The world is a dangerous place. During 2015 and 2016, there was a lot of discussion in the news about police shootings. FiveThirtyEight reported on gun deaths in 2016. As leaders in data journalism, they have posted a clean version of this data in their Github repo called full_data.csv for us to use.
The FiveThirtyEight data is a bit old, and our client would like us to use the most recent data from the CDC. He would also like the parser script to use Python instead of R.
While their visualizations focused on yearly averages, our client wants to create commercials that help reduce gun deaths in the US. They would like to target the commercials in different seasons of the year (think month variable) to audiences that could significantly reduce gun deaths. Our challenge is to summarize and visualize seasonal trends across the other variables in these data.

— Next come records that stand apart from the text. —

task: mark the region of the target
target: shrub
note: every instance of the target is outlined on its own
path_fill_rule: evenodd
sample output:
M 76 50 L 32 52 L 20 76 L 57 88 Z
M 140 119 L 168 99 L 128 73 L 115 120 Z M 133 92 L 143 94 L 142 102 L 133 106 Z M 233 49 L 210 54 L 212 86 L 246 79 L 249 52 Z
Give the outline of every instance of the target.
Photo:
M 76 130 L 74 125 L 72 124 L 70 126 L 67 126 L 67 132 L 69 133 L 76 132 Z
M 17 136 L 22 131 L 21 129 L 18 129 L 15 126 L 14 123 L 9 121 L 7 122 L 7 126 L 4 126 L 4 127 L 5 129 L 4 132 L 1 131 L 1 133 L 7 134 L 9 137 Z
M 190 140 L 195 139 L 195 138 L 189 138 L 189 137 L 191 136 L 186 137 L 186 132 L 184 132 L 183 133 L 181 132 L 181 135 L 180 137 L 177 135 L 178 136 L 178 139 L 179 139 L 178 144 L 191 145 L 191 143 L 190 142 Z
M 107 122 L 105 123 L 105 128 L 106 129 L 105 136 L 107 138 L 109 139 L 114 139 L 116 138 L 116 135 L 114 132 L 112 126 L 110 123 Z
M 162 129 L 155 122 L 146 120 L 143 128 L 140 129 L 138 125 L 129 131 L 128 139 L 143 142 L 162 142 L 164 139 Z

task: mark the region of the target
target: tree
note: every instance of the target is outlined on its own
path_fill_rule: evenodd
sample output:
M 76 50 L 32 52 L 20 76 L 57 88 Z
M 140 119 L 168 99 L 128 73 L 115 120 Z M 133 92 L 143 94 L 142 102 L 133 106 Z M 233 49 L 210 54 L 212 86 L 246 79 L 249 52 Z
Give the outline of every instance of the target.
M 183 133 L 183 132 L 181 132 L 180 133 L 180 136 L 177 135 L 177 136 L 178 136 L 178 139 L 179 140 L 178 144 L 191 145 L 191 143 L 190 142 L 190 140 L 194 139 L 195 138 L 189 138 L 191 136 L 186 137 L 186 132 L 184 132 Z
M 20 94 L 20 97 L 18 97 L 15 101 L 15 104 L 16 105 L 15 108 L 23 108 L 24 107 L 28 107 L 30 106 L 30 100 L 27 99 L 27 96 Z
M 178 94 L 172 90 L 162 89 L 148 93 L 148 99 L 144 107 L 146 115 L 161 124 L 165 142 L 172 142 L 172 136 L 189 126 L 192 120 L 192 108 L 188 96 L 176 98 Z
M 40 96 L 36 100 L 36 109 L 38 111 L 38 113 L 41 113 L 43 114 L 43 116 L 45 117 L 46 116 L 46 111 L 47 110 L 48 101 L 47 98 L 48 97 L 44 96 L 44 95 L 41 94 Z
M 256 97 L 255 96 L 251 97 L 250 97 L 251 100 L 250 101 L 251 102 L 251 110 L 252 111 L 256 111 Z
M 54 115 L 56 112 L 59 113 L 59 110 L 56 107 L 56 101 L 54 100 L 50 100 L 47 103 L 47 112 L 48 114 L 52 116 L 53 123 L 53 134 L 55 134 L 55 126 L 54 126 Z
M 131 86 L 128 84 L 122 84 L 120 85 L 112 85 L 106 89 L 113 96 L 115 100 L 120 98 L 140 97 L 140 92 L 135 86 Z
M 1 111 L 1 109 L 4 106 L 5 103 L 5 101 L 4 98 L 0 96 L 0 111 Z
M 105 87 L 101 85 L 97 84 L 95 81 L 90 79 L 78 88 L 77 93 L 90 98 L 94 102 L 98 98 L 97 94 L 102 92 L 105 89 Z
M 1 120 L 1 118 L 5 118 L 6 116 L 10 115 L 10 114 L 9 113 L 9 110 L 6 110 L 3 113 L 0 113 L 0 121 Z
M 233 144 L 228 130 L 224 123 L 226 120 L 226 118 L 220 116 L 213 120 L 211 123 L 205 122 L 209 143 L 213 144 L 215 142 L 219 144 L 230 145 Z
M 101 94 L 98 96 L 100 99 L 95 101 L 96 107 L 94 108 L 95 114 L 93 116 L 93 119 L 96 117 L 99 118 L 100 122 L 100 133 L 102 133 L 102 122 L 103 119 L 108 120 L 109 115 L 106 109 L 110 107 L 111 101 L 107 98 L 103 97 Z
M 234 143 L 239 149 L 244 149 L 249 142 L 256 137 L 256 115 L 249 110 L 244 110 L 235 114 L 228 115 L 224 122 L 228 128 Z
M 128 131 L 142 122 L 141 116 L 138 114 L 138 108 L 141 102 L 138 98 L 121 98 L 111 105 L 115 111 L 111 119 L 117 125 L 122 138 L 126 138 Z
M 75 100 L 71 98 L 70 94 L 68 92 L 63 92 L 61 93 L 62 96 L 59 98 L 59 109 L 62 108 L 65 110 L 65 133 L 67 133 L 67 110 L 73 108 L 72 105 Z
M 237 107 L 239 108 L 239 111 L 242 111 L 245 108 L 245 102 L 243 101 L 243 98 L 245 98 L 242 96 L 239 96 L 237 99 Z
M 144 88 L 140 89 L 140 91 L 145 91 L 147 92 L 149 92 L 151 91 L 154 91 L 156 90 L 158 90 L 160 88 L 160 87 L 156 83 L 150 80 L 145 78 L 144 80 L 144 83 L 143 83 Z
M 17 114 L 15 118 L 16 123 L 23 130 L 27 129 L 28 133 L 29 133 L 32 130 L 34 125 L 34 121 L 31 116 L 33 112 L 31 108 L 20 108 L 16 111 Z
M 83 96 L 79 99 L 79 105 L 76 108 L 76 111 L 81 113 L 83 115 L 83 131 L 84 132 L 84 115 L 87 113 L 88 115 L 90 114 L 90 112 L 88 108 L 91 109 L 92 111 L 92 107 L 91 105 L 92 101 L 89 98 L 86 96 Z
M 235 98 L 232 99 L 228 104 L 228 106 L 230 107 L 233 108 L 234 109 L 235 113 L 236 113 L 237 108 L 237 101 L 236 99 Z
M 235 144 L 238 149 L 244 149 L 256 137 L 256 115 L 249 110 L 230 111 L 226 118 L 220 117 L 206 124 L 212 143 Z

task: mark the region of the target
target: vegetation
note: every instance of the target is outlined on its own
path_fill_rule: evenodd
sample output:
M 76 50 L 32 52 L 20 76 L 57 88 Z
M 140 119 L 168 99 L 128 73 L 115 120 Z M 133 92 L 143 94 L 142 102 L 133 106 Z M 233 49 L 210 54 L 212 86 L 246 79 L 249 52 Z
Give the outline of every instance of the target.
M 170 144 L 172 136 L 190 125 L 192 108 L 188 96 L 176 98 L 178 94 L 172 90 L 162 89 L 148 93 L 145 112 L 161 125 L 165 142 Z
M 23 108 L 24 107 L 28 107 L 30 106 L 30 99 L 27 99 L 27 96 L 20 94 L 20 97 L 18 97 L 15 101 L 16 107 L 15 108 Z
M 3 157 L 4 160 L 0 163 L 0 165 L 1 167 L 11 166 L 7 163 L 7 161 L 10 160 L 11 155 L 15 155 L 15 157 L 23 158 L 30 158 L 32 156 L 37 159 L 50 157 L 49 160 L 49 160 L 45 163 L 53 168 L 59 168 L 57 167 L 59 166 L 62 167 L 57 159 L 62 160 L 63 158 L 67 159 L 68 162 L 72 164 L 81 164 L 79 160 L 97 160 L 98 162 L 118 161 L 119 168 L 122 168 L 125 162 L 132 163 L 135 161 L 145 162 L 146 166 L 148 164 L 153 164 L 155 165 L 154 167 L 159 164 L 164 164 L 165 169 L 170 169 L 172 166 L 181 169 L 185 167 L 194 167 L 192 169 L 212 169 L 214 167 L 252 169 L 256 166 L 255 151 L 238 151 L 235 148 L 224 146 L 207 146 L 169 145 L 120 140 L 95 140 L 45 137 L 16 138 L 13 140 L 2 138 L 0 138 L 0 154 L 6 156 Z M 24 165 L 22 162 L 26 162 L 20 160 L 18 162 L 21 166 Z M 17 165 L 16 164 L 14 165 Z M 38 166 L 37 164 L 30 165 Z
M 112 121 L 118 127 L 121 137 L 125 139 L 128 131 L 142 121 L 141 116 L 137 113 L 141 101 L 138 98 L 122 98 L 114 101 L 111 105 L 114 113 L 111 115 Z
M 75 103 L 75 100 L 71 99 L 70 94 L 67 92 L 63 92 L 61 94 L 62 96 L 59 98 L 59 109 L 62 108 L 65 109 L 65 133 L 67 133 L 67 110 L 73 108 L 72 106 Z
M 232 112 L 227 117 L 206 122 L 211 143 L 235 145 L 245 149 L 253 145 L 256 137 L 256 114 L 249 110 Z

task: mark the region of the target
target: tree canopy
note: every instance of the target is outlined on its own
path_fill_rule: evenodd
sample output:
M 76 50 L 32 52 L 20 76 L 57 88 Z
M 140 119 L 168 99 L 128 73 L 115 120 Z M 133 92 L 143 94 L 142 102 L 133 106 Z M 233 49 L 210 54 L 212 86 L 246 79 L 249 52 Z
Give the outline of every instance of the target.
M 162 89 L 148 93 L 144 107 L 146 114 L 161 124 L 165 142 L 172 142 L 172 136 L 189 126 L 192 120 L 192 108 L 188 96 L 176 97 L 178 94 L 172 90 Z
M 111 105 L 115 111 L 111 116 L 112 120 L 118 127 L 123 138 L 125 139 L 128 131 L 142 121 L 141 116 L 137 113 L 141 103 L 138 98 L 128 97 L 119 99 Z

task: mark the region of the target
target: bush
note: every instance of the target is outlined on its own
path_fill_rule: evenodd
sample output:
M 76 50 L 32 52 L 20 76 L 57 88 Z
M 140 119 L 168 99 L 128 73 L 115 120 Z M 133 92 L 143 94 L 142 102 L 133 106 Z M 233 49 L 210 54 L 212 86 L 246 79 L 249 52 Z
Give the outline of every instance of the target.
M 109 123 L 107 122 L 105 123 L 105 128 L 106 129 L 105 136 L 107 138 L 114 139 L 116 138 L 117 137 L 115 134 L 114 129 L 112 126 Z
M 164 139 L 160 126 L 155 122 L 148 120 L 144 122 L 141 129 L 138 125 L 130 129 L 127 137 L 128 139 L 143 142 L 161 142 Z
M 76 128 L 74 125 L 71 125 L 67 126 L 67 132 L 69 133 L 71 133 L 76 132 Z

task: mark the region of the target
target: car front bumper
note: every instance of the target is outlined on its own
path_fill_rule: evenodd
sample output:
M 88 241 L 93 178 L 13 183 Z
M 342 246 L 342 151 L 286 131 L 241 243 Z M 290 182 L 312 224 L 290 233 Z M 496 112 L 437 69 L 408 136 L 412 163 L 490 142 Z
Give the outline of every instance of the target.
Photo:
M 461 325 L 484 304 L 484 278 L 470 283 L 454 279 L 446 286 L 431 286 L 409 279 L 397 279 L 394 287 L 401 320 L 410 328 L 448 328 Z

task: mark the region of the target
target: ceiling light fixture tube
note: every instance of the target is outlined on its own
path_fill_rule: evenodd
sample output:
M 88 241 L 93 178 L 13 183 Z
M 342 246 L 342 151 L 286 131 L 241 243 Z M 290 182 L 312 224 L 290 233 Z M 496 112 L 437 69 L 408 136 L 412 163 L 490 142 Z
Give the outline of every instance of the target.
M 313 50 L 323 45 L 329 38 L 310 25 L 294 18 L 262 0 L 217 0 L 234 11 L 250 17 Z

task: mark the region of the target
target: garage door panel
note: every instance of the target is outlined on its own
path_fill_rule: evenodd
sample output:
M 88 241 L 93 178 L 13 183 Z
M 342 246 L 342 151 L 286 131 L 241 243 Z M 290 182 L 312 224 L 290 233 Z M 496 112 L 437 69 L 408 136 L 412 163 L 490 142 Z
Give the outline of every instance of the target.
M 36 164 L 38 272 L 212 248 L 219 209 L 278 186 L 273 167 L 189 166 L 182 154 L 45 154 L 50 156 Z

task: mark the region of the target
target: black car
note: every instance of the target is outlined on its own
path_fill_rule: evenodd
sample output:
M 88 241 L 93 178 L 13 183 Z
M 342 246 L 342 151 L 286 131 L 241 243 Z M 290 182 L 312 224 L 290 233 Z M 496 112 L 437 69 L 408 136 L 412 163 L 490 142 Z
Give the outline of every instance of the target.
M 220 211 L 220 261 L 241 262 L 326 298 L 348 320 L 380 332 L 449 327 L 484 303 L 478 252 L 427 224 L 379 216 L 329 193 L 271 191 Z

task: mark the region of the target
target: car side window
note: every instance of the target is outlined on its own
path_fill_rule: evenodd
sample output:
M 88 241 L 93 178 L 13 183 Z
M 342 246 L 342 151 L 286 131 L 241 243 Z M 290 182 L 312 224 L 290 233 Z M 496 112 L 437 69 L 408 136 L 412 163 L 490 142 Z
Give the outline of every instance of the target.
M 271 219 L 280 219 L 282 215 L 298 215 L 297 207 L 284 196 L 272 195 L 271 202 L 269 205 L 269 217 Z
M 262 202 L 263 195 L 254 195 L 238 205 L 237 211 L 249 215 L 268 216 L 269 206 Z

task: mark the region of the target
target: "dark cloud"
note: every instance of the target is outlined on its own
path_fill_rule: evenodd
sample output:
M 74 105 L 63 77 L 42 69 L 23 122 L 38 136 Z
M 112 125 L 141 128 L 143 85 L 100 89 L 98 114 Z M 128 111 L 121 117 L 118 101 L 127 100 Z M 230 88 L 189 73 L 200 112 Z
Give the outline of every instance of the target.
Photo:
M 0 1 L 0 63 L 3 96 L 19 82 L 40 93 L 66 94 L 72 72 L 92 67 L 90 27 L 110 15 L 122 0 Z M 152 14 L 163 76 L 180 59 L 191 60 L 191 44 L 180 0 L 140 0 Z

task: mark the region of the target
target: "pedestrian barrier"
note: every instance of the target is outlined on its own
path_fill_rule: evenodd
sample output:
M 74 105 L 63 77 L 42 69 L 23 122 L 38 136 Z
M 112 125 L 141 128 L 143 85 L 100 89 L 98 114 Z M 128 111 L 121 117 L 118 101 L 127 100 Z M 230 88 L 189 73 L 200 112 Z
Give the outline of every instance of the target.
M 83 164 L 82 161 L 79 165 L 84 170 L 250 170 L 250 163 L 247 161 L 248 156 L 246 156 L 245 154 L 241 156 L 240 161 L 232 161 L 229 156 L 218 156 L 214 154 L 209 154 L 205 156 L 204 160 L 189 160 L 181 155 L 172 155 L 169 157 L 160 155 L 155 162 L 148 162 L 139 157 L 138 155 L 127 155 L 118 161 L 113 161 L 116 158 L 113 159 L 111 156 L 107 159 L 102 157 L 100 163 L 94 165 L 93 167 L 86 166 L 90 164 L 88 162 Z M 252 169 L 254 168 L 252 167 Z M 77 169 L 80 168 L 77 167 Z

- R4DS: Chapter 5 Data transformation
- R4DS: Chapter 7 Exploratory Data Analysis
- Py4DS: Chapter 5 Data transformation
- Py4DS: Chapter 7 Exploratory Data Analysis
- Translate FiveThirtyEight's CDC_parser.R script into a Python script.
- Verify that your output matches their results.
- Build new data sets that use data through 2019.
-
Provide a brief summary of the FiveThirtyEight article.
- Create one plot that provides similar insight to their visualization in the article. It does not have to look like theirs.
- Write a short paragraph summarizing their article.
-
Address the client's need for emphasis areas of their commercials for different seasons of the year.
- Provide plots that help them know the different potential groups (variables) they could address in different seasons (2-4 visualizations seem necessary).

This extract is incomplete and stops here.